Updated: Dec 9, 2025 | Source: 2023-2027 Question Pool | Topic: G5B
G5B09G5B

What is the RMS voltage of a sine wave with a value of 17 volts peak?

Deep Dive: G5B09

The correct answer is B: 12 volts. The RMS voltage of a sine wave with a value of 17 volts peak is 12 volts. Vrms = Vpeak/√2 = 17/1.414 = 12.02V ≈ 12V. For amateur radio operators, this is a basic AC voltage calculation. Understanding this helps when working with AC voltages.

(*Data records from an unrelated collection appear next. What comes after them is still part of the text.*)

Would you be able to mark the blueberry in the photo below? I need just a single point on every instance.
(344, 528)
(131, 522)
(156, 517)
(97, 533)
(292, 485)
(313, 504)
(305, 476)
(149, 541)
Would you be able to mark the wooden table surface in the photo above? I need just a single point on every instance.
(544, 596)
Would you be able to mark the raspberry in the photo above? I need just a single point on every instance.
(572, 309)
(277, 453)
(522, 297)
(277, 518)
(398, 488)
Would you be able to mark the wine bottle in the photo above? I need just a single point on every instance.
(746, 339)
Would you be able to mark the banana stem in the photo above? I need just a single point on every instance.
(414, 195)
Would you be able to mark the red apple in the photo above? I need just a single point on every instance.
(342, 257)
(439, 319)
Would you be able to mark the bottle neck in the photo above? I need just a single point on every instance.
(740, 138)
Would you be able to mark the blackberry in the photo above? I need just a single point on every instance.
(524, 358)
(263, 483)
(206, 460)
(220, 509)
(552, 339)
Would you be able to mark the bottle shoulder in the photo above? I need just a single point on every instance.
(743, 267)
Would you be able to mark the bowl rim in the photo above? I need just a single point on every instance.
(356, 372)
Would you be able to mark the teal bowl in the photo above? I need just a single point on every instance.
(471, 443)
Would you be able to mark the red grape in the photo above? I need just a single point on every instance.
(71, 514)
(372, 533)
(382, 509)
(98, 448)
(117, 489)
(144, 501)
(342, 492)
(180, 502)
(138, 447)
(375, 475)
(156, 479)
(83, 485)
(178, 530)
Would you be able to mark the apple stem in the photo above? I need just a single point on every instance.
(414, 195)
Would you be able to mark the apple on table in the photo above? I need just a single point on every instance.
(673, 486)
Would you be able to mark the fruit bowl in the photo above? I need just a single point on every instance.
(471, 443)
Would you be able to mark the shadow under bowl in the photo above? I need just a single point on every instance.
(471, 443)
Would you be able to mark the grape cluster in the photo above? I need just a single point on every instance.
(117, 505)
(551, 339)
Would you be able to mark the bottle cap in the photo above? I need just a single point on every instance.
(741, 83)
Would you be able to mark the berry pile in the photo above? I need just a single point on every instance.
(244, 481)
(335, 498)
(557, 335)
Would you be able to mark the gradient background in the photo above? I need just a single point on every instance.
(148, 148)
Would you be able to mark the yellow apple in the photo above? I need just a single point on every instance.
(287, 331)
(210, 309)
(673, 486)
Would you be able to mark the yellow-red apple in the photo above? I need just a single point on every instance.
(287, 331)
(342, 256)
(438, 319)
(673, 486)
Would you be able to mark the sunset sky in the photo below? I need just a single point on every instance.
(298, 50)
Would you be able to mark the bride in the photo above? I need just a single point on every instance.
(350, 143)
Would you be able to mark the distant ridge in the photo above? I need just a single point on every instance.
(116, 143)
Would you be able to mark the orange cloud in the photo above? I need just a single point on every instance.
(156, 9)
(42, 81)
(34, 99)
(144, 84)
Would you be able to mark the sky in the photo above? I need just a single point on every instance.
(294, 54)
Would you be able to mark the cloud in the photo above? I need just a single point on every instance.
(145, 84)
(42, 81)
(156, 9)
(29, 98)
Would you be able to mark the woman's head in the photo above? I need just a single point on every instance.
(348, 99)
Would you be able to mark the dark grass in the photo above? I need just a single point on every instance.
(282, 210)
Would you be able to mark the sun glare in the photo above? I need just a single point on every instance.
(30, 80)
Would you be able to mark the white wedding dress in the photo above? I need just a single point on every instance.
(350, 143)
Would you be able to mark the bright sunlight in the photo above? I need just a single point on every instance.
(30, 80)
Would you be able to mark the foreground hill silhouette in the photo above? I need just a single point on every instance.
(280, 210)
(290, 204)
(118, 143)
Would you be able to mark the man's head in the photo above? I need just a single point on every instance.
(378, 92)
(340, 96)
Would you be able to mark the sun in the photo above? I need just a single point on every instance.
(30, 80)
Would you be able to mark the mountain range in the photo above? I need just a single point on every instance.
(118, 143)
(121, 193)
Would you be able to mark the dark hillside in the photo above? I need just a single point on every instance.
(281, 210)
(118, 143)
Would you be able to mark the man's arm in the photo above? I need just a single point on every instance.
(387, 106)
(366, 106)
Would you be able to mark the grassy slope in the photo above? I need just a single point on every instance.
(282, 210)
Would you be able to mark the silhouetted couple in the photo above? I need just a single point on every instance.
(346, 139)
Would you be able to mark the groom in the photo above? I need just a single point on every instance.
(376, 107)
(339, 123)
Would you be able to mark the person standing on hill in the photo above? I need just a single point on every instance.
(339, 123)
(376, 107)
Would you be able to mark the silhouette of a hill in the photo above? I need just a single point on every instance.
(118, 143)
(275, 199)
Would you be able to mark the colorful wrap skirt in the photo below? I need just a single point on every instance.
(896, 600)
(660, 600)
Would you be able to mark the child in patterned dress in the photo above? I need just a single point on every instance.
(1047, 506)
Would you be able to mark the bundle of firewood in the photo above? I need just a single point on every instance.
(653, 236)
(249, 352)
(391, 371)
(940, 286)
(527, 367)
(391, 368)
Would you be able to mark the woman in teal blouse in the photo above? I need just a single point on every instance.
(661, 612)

Why Other Answers Are Wrong

Option A (8.5 volts): Incorrect. 8.5 volts is half the peak (Vpeak/2), not RMS. RMS = Vpeak/√2, not Vpeak/2. Option C (24 volts): Incorrect. 24 volts is too high - that would be if RMS = peak, but RMS is less than peak. Calculation error. Option D (34 volts): Incorrect. 34 volts is 2× peak, not RMS. RMS is less than peak, not more.

Exam Tip

RMS from peak: Vrms = Vpeak/√2 = 17/1.414 = 12V. Think 'R'MS = 'R'eal 'M'easured = 'P'eak/√2. RMS voltage is peak divided by √2. Not peak/2 (8.5V), not peak (17V), not 2×peak (34V) - just peak/√2 (12V).

Memory Aid

RMS from peak: Vrms = Vpeak/√2 = 17/1.414 = 12V. Think 'R'MS = 'R'eal 'M'easured = 'P'eak/√2. RMS voltage is peak divided by √2. Standard AC voltage conversion.

Real-World Example

A sine wave has 17 volts peak. RMS voltage = 17/√2 = 17/1.414 = 12.02 volts ≈ 12 volts. RMS is the equivalent DC voltage for power calculations. This is the RMS voltage of a 17V peak sine wave.

Source & Coverage

Question Pool: 2023-2027 Question Pool

Subelement: G5B

Reference: 2023-2027 Question Pool · G5 - Electrical Principles

Key Concepts

RMS voltage Peak voltage Sine wave Voltage conversion

Verified Content

Question from the official FCC General Class pool. Explanation reviewed by licensed amateur radio operators and mapped to the G5B topic.